Ever since the Interstate Highway program was established in 1956, federal transportation policy has meant pouring concrete. Uncle Sam picks up 90 percent of the cost of building and widening interstates and 75 percent of the tab for constructing other main roads. That makes for plenty of ribbons to cut, but those new highways seem to be clogged from the day they open. And why bother with maintenance? “It was much more inviting to build a new road with 90 percent federal money and 10 percent state money than to maintain it with 100 percent state money,” says Carl Williams, assistant director of California’s Department of Transportation.

The Senate began to reverse that bias last week. It agreed to a Bush administration plan to create a new, 185,000-mile National Highway System, including key local routes as well as interstates. For the first time, the federal government would pay more to maintain old roads than to build new ones. States would be freer to select projects: Massachusetts could upgrade railroads while Indiana focuses on rural highways. By the standards of highway engineers, the change is dramatic. But neither Congress nor the administration is ready to touch the real source of congestion: the way drivers pay to use the road.

Americans like to think of the 14 cent-a-gallon federal gasoline tax and assorted state fuel taxes as user charges for highways. They aren’t. “There’s no real relationship between what you pay in gasoline taxes and the roads you’re riding on,” says Peter Salins, a planning expert at Hunter College in New York. Economists have a better way: let drivers pay for the congestion they cause. Under “congestion pricing,” people who take the expressway at 8 a.m. would be hit with a stiff charge, while those who drive at a less popular hour would pay little or nothing. If the fee is high enough, some might join a car pool or pick another time, speeding up the ride for everyone else - without widening the road.
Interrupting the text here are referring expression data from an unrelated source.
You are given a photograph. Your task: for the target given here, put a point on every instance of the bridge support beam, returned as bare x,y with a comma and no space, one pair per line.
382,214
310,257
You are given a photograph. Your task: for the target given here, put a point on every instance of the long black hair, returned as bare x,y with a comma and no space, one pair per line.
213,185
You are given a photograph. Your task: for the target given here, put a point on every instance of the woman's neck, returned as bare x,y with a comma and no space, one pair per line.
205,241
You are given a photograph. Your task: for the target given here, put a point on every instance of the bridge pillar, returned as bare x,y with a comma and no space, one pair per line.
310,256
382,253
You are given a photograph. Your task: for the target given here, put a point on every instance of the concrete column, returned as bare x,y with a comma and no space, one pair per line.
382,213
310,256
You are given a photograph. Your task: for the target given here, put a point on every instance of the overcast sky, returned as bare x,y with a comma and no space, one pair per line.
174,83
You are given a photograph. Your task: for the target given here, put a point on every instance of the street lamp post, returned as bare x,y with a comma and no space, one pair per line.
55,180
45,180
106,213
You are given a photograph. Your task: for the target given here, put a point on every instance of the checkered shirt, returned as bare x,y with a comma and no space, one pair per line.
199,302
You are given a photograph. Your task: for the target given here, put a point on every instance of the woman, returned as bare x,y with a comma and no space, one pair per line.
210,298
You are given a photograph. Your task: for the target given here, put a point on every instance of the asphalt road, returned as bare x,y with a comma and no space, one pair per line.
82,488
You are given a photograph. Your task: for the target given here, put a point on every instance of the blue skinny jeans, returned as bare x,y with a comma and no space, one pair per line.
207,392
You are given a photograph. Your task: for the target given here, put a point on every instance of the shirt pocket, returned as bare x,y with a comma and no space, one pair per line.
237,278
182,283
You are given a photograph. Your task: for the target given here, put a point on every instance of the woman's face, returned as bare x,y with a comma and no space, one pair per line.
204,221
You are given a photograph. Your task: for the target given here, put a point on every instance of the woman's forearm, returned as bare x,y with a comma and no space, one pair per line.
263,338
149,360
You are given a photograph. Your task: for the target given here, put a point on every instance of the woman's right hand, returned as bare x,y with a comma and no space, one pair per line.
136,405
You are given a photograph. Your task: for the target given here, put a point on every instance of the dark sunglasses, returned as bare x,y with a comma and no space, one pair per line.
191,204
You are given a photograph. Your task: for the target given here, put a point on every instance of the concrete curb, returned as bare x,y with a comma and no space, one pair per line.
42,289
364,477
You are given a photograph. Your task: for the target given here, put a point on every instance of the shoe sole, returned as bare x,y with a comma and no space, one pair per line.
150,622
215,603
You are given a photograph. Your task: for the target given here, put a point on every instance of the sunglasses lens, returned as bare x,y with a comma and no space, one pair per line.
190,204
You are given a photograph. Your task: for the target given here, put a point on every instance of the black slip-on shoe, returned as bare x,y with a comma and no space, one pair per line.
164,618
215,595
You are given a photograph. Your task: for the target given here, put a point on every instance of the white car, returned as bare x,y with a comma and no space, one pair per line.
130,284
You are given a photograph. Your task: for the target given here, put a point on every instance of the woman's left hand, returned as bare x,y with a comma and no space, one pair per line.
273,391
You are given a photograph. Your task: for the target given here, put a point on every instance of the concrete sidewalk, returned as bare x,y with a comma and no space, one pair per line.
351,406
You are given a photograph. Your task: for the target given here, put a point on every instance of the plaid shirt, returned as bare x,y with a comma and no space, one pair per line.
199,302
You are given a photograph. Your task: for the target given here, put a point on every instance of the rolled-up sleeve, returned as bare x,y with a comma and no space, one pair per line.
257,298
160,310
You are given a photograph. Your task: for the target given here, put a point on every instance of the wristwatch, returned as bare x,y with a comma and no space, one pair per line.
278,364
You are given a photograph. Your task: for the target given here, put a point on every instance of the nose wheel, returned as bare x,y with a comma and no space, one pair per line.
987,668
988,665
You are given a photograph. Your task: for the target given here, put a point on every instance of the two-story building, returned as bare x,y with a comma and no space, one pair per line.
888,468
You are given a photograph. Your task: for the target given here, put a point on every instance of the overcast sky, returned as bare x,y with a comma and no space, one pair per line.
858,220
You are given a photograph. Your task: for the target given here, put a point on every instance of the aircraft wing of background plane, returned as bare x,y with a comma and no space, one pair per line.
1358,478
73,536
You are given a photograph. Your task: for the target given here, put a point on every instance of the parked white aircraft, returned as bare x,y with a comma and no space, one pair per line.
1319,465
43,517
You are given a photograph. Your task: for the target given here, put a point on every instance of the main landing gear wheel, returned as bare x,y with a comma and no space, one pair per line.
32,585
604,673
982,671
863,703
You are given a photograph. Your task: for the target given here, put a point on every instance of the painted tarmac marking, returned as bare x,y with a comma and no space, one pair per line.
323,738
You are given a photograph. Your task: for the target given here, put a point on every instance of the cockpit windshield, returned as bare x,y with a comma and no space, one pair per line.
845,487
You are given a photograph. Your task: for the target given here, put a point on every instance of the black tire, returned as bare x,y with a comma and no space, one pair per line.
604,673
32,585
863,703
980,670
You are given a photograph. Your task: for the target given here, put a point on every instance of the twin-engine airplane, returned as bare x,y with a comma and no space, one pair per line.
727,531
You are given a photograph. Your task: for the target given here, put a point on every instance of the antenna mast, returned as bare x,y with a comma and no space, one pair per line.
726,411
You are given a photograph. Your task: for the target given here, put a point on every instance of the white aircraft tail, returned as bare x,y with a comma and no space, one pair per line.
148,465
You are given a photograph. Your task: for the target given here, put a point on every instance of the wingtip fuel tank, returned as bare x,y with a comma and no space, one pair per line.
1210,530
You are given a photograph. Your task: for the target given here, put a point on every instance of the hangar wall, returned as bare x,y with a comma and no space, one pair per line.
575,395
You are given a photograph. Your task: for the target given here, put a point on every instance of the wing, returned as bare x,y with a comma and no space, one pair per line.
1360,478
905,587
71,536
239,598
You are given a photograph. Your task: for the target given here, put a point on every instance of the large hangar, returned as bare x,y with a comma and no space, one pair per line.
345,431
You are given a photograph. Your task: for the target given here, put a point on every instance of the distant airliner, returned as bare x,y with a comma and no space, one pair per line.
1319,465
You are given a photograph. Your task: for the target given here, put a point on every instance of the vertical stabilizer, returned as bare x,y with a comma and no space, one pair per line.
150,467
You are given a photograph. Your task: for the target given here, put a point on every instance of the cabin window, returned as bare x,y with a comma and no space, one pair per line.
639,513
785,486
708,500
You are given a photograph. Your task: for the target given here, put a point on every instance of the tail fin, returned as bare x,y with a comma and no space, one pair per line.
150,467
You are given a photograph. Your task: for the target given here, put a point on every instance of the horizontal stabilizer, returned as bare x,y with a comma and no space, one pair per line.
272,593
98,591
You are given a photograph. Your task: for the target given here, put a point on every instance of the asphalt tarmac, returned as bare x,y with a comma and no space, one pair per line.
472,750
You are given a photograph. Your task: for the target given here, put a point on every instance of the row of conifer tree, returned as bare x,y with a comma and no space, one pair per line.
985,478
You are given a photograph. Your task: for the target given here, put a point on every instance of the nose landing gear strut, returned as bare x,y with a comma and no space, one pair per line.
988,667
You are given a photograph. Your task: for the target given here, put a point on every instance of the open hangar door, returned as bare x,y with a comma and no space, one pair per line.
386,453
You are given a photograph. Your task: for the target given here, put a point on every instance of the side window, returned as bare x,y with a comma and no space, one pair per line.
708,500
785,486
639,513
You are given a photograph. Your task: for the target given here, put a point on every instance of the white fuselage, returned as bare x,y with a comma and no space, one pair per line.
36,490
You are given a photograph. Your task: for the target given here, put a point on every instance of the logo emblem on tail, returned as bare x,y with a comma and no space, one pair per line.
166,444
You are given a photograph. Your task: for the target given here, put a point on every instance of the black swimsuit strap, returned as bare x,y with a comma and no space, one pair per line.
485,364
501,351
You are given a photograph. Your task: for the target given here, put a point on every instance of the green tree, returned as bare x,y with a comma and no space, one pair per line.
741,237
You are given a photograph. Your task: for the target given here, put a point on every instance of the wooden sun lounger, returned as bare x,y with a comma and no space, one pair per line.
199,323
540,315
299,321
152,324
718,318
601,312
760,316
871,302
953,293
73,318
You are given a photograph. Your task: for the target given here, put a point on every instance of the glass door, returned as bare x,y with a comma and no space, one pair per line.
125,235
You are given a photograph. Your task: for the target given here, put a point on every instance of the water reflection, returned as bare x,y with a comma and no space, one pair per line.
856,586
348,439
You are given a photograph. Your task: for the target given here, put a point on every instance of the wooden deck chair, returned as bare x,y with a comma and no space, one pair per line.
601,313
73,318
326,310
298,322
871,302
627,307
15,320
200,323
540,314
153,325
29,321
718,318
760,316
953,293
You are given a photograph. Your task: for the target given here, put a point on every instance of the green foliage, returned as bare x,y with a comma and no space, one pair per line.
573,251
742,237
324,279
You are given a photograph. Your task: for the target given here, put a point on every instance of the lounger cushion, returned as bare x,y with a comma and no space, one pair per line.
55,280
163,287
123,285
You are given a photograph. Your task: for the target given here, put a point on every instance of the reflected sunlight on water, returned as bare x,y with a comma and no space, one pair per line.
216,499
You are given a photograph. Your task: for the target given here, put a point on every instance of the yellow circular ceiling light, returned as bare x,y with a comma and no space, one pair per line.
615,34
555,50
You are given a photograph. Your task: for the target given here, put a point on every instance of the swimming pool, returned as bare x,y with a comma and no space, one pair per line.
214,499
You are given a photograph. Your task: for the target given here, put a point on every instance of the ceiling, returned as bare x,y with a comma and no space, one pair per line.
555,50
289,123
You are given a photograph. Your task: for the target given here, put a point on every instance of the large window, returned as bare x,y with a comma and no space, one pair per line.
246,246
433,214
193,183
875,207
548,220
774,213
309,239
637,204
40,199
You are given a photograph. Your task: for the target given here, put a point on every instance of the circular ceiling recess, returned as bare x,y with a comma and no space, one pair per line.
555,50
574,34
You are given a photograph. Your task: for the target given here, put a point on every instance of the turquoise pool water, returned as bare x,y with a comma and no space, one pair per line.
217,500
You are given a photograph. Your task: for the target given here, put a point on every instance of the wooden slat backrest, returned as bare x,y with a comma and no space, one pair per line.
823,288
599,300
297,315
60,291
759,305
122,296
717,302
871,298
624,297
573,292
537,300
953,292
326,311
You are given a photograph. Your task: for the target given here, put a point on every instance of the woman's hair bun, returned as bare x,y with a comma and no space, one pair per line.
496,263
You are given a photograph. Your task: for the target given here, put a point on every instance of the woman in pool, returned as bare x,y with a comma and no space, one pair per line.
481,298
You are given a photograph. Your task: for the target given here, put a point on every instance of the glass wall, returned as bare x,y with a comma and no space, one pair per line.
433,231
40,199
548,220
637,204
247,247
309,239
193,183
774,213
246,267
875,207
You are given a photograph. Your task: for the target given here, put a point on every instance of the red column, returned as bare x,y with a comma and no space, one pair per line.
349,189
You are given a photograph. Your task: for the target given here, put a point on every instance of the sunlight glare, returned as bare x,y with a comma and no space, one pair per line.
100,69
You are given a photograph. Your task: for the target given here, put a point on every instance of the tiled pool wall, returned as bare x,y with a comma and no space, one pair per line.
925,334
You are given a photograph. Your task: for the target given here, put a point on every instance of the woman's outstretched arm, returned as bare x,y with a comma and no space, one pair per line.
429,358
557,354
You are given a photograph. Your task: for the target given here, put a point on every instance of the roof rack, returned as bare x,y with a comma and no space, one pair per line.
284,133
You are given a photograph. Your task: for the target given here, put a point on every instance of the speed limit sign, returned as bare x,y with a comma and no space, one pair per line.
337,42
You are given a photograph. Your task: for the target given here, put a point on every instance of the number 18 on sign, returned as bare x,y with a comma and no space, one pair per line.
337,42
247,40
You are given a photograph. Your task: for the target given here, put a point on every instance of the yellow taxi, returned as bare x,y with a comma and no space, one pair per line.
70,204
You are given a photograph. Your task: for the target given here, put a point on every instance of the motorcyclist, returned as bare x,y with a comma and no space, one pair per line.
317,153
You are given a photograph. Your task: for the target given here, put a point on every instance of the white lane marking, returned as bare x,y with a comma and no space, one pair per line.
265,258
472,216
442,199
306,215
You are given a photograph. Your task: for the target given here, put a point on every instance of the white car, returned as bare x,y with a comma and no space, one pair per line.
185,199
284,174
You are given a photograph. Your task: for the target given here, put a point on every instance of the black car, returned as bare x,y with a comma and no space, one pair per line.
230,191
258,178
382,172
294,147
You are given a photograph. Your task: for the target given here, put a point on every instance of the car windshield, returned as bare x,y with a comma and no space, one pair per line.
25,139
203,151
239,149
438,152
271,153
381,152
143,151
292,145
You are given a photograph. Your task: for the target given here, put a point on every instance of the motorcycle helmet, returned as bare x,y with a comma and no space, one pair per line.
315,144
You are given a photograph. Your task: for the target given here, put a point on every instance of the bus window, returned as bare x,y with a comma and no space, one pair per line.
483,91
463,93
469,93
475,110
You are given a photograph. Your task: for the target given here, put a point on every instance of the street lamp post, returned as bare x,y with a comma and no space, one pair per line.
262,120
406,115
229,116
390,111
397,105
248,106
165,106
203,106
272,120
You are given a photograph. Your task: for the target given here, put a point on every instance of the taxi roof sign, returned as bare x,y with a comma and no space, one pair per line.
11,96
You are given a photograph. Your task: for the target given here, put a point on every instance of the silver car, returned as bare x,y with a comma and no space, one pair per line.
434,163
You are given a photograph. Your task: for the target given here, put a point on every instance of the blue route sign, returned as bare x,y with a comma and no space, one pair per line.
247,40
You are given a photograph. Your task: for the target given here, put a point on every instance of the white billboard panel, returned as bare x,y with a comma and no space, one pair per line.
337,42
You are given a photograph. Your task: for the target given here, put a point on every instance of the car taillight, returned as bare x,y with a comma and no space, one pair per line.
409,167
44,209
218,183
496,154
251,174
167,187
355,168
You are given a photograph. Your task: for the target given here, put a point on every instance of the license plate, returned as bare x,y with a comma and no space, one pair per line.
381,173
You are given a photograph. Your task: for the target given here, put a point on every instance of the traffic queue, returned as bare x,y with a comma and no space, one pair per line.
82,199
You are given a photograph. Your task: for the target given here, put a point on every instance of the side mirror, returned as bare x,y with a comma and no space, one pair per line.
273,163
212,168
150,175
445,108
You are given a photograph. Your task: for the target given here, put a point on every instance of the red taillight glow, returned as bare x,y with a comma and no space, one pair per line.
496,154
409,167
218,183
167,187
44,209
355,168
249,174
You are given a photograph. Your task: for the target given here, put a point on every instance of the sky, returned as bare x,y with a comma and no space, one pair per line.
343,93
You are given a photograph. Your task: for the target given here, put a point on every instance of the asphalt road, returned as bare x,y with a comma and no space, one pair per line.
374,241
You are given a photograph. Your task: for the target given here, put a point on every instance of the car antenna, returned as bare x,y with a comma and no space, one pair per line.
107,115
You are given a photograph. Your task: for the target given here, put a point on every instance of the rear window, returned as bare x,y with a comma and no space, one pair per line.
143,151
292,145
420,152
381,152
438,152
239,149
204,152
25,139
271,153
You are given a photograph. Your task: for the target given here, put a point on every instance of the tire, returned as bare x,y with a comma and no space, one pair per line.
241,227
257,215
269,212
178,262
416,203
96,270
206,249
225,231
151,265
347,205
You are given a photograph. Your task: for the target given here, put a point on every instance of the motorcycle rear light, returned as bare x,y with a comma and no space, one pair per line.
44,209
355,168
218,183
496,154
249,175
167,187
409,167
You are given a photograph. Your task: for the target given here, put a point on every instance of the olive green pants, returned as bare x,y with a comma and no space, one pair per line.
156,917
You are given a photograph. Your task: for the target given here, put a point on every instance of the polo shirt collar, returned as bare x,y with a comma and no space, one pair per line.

The idea is not farfetched. (It already works for a mass-transit system, Washington’s Metro, where passengers pay $1.40 to ride from downtown to Bethesda at rush hour, but only 85 cents at midday.) A proposed turnpike in suburban Los Angeles, to be built along side an existing free way starting this fall, will charge tolls high enough to avoid congestion, with large discounts for cars carrying more than one passenger. There will be no tollbooths; radio signals will identify each car and the driver’s account will be billed by computer. Penny pinchers will have the option of using the freeway - and putting up with the delays.

Politically, charging fees for trips drivers now take for free is not a winner. “If it were put up to a vote now in any governmental body I know of, congestion pricing probably would not fly,” says Federal Highway Administrator Thomas Larson. That’s why the new transportation bill provides for nothing more than small pilot studies. But congestion continues to rise: the average mile of U.S. road handles almost one third more trips each day than it did in 1980. Unless drivers are forced to face the costs of their motoring habits, those traffic jams are only going to get worse.